Running for my Life by Joseph L. Lomong

Lomong(Thomas Nelson, 2012)

A non-fiction pick by Jean-Louis

The other day I decided to change up our featured book lists on the library catalogue home page and entered a search for immigrant and refugee stories. Many interesting titles came up in this search including Lawrence Hill’s “The Illegal” which is about a refugee from the fictional island country of Zantaroland who escapes the country of his birth partly because of his talent as a marathon runner. Lopez Lomong’s book, “Running for my Life,” is not a fiction–his is a true story of running for his life.

Lopez (Joseph) was born to a loving family in Sudan and one Sunday, he and most of the children in his village were kidnapped by rebels. As he writes in the book, it is at age six that young Joseph’s childhood ends. The rebels are intent on turning the kidnapped children into soldiers to fight in their civil war. Sadly, Joseph Lomong’s story of kidnap and exile is not unique. Unbeknownst to him at the time, Joseph was yet another of the “lost boys of Sudan.”

Through a combination of good luck and determination, Joseph and his “three angels” (fellow kidnapped boys) manage to escape the rebel camp and by running and hiding, manage to make their way into Kenya. There they join other children in a United Nations refugee camp at Kakuma. Years of living in limbo in the camp, on the edge of starvation and despair would follow.

The boredom of camp life was broken by sport–especially soccer and running. Young Joseph became very adept at the sport and at one point, he and several other boys get the chance to watch the Olympic games and so hatches the dreams of competition on the world stage.
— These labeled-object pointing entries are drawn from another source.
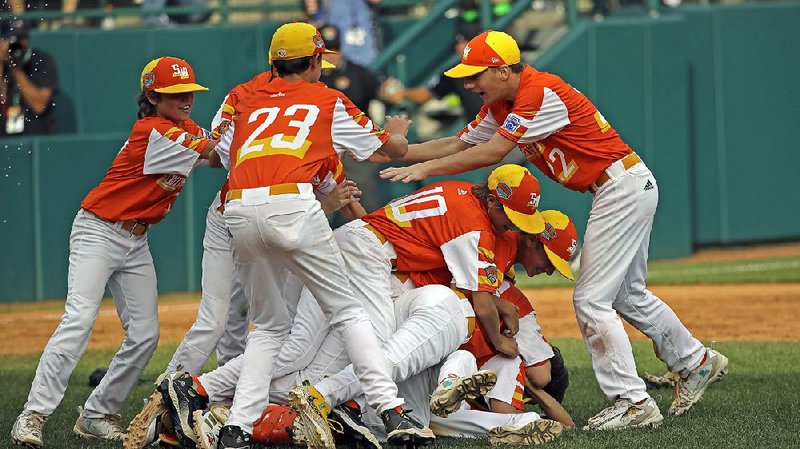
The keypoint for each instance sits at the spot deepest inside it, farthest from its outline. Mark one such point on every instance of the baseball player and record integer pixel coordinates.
(281, 136)
(561, 132)
(108, 246)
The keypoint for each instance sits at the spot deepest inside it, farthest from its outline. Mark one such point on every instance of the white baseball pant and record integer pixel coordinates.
(273, 233)
(101, 253)
(612, 280)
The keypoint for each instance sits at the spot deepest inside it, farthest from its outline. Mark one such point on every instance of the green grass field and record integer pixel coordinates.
(756, 405)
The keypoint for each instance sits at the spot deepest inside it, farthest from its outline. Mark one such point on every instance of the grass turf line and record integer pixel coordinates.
(755, 406)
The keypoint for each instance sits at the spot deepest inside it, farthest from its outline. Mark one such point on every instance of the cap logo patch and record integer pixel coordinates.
(549, 232)
(467, 49)
(503, 191)
(512, 123)
(179, 71)
(148, 79)
(572, 247)
(534, 202)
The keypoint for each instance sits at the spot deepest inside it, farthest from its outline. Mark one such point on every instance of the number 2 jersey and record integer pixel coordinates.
(442, 226)
(287, 132)
(556, 126)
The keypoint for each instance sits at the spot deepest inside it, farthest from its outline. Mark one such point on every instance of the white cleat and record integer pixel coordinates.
(690, 389)
(105, 428)
(534, 433)
(453, 390)
(207, 425)
(27, 430)
(624, 414)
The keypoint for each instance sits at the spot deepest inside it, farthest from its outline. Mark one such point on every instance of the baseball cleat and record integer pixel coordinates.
(690, 389)
(27, 430)
(182, 400)
(537, 432)
(144, 427)
(624, 414)
(105, 428)
(453, 390)
(207, 425)
(403, 430)
(346, 421)
(313, 411)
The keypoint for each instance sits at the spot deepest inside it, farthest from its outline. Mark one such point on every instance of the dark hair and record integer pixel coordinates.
(517, 68)
(146, 108)
(482, 192)
(292, 66)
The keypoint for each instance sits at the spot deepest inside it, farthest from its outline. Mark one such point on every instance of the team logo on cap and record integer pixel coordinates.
(549, 232)
(148, 79)
(534, 202)
(503, 191)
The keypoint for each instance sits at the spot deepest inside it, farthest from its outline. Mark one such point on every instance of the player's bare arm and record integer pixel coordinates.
(434, 149)
(485, 309)
(482, 155)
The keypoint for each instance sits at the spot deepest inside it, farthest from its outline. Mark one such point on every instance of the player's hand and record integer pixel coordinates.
(343, 194)
(507, 346)
(397, 124)
(416, 172)
(509, 313)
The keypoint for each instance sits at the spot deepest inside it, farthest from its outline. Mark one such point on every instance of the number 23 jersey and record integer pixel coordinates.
(283, 132)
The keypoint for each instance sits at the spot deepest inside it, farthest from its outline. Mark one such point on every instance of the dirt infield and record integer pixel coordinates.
(712, 312)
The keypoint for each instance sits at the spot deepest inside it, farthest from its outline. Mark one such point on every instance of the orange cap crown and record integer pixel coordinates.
(518, 190)
(169, 75)
(488, 49)
(560, 240)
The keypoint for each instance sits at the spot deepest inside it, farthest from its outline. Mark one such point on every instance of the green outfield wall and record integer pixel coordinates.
(707, 95)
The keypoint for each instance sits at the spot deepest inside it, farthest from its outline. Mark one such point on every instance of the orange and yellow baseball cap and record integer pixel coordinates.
(169, 75)
(518, 190)
(560, 240)
(297, 40)
(488, 49)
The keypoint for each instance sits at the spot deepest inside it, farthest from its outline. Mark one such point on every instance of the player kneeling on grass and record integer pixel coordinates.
(109, 246)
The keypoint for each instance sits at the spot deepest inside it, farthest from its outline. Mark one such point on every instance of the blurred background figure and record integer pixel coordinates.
(361, 86)
(28, 83)
(357, 21)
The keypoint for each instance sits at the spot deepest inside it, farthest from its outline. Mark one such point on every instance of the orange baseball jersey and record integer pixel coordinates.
(556, 126)
(149, 172)
(441, 226)
(283, 132)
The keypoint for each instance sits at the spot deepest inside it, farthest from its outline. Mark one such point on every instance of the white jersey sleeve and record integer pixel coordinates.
(353, 132)
(173, 153)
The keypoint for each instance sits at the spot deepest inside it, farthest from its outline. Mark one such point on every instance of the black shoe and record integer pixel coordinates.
(233, 437)
(403, 430)
(182, 399)
(346, 423)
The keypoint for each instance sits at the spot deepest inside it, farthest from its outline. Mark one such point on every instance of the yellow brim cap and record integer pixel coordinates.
(561, 265)
(532, 224)
(463, 71)
(181, 88)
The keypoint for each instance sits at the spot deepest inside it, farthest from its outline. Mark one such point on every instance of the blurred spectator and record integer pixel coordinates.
(163, 19)
(28, 83)
(393, 91)
(357, 21)
(361, 86)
Lopez’s story continues as he is fortunate to be part of an American program to bring some of the lost Sudanese boys to the United States. In America, Lopez works hard, learns English, attends school, and continues to run. In high school and college he excels in cross country and track. Eventually he makes the US Olympic squad and in the Beijing games, he is chosen as the flag bearer for the American team.

The book is an exciting and gratifying read about one man’s journey, but it is emblematic of the passion and drive that many immigrants and refugees display if given the chance for a better life.